|Grandpa Lash 1899-1955, gift from Aunt Ginny|
My aunts arrived in town Saturday. One, Mother's eldest sister, from Denver and the other, her youngest sister, from Chicago. These visits are all too seldom and all too short, but the emotions they evoke leave deep, lingering impressions. Due to distance, I didn't see much of these aunts while I was growing up, but they and my uncle, (Mom's brother at whose home we all met), are the last tangible links I have to my late mother. Three members of an ever shrinking group who knew Mom from the time she was a child, knew her in a way I never could. I believe it comes as a shock to most all children when they discover their mother's had a life before the day they were born.
Sitting around the table with my aunts and my uncle and cousins, the memories and stories flowed. Tales of other times and of people I never met who were nonetheless part of my family's history. Tragic ones about my grandmother, (their mother), dying in a kerosene explosion leaving seven motherless children. Eerie ones like the time great-great grandmother died, and at noon as the post-funeral meal was being served the heavy, wooden farm table broke in two and collapsed. Mostly though, we laughed at the anecdotes of childhood pranks and eccentric relatives and neighbors. And at ones about their school days and importantly, (to me), stories about my mother as a girl and young woman, before marriage and motherhood defined who she was.
As I looked at their dear faces, and heard their laughter as they were swept away with their memories, I found myself wishing Mom was there with her brother and sisters reliving those long ago days along with them. Instead it was me, and while I treasured every moment, and laughed til I cried and my ribs ached, there was the slightest twinge of guilt. This must be akin to what is called survivor's guilt, it seemed unfair I was enjoying this visit so much while she was gone.
The visit is over, until hopefully next year we will all gather again.
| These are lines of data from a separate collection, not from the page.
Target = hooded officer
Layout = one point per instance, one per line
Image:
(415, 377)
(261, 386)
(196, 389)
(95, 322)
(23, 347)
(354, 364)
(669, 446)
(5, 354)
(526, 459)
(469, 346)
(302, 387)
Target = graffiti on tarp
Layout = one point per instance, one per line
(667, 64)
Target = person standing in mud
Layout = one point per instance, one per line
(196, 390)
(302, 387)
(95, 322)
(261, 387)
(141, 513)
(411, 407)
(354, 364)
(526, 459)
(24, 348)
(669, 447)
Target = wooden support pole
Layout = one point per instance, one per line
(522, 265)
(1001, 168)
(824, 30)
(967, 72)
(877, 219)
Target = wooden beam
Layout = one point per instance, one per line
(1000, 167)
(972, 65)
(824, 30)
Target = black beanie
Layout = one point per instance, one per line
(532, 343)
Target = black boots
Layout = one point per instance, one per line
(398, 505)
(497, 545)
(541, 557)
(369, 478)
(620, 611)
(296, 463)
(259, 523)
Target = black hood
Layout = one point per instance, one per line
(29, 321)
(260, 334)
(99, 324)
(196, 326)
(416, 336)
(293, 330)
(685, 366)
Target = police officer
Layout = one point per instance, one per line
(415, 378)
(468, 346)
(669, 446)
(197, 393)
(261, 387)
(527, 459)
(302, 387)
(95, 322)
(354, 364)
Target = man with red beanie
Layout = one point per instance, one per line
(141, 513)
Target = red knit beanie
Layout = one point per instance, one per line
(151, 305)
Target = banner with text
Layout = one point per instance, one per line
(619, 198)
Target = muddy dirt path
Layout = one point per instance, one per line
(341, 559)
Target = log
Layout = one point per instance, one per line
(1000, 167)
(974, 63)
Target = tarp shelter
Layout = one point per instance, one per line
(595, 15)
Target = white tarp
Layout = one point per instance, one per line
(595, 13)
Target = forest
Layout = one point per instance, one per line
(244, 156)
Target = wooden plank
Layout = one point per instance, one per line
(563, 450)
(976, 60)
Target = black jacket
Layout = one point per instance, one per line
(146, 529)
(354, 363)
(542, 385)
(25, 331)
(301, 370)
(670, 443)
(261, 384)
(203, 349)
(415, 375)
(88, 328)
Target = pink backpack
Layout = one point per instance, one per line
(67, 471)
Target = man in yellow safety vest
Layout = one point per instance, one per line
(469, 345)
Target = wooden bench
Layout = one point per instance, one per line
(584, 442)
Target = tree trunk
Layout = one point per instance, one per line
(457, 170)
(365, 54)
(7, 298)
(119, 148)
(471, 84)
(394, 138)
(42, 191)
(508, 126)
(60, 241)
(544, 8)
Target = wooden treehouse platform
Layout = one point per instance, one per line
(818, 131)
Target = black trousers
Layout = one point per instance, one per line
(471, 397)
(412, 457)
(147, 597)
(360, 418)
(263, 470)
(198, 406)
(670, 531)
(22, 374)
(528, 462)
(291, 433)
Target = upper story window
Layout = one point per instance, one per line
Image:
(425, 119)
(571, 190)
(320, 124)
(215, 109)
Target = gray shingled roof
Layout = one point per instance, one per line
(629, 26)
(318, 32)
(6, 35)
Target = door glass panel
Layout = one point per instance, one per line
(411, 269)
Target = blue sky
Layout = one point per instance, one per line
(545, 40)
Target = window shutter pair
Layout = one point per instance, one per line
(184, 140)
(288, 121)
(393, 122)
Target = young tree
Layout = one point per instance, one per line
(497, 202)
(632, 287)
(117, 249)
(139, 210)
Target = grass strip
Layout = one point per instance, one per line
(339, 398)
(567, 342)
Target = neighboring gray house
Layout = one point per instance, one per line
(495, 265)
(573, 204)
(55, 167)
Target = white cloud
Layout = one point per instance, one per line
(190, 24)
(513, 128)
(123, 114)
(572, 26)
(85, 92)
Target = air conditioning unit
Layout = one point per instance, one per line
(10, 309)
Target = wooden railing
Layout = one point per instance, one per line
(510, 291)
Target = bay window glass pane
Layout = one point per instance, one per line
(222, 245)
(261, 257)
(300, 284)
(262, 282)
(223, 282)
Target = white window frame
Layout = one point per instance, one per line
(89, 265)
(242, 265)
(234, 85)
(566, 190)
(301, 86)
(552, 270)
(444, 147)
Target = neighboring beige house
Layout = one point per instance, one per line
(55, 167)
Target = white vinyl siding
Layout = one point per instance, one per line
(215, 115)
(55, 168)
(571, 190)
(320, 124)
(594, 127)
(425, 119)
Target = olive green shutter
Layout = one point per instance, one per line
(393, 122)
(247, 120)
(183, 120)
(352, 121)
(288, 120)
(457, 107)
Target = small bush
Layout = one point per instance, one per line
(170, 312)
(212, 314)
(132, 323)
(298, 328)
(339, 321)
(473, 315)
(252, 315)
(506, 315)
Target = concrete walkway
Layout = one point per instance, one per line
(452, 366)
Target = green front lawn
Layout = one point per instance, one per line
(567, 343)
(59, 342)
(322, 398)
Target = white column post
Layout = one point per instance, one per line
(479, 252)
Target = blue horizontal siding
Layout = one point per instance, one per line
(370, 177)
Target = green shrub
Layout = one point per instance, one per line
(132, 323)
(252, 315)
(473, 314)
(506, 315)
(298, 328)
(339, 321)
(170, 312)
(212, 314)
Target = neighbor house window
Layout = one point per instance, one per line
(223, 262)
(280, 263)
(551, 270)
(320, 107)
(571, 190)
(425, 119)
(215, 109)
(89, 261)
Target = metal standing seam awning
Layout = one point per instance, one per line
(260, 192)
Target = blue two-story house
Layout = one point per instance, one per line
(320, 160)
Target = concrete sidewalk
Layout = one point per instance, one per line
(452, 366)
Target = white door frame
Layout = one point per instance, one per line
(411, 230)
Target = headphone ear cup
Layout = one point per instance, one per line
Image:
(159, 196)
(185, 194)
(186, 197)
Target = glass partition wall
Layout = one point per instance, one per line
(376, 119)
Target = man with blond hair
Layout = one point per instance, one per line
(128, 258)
My youngest aunt brought letters Mom had written her over the years to give me; will future family historians even have that luxury? With the advent of e-mail I'm thinking likely not. Both aunts also brought me family photos and articles I've been pouring over. But with the aunts came something else just as important, more important actually--that indescribable sense of belonging. Of being part of this circle, no matter what the future brings we are and will remain family. For that I'm eternally thankful.